Sharks, sharks and more sharks. Just when you get tired of catching said sharks you will catch, MORE SHARKS!!!  

Actually that's what you'll end up catching lots of. In addition probably some blues, flounder, sting rays, maybe some puppy drum and spanish mackeral.

Best bet is to use a bottom rig on a medium size surf rod (think large bass or catfish rod) with 12-20 pound test, depending on what you are targetting. Cut mullet, squid or shrimp works really well. It all depends on how new to saltwater fishing you are and what you want to target. If you want to hit some piers, a short drive up the coast is Garden City Pier. I absolutely love fishing there, can't say it enough.


----------



## JerryB (May 15, 2003)

is this spot in the "no shark fishing" area?

jerry


----------



## emanuel (Apr 2, 2002)

The shark fishing ban applies only to Horry County and all incorporated areas.
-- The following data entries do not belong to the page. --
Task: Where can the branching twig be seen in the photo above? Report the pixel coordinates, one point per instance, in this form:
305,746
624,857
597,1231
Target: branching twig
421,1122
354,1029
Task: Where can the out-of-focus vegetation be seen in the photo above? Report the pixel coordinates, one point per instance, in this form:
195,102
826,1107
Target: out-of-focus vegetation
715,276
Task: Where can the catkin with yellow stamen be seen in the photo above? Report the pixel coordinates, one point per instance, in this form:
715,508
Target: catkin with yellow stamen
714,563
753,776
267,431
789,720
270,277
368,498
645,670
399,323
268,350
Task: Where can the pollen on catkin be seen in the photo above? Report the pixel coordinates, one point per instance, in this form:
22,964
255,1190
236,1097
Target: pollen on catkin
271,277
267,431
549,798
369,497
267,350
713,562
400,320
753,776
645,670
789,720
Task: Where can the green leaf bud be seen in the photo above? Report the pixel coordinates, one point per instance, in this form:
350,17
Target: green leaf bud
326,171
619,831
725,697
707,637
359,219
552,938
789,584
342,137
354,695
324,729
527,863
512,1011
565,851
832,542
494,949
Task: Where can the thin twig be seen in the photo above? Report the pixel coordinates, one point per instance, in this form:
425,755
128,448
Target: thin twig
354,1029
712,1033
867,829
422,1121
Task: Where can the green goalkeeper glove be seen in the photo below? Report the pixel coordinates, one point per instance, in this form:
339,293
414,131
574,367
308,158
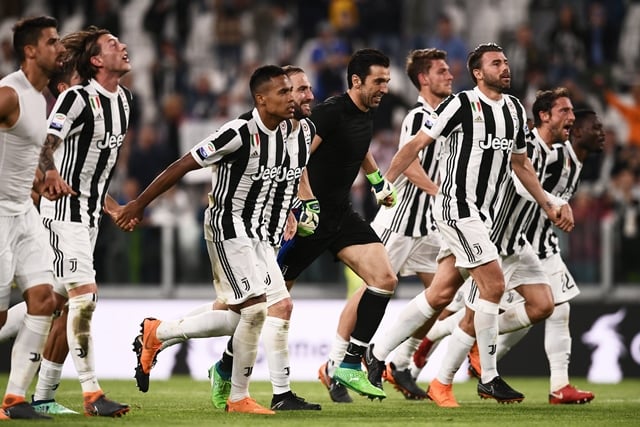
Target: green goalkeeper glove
309,217
384,191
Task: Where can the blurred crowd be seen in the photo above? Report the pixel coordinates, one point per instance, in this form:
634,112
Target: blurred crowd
191,62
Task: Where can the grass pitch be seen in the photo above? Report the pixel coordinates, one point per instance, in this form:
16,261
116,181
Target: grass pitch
182,401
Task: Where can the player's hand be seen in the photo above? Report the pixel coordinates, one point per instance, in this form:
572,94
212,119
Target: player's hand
290,227
128,216
565,218
53,186
561,216
309,217
384,190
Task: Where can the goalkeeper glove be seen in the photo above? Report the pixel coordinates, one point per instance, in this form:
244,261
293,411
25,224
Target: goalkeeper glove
309,217
384,191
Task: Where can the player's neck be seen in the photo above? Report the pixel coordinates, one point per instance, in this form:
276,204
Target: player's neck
356,100
35,75
432,99
546,136
109,81
581,153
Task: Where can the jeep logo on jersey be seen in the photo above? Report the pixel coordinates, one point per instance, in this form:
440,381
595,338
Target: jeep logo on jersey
277,173
110,141
495,143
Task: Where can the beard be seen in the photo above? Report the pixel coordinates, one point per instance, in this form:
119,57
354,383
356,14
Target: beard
496,84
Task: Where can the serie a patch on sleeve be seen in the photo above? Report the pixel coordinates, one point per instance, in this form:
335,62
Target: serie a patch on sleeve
206,150
58,121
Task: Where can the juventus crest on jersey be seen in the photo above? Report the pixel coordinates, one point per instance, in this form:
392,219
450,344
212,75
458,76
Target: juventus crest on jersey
413,215
255,174
561,179
474,165
92,123
516,213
You can fish for them from boats and quite frankly, no one is going to say anything if you catch one in some isolated part of the beach. Here's the good news, you'll be in Litchfield which is in the next county down and they could care less if you pulled in a 12 footer.


----------



## JerryB (May 15, 2003)

thanks, may go down there if i get the urge to catch some sharks. 
jerry


----------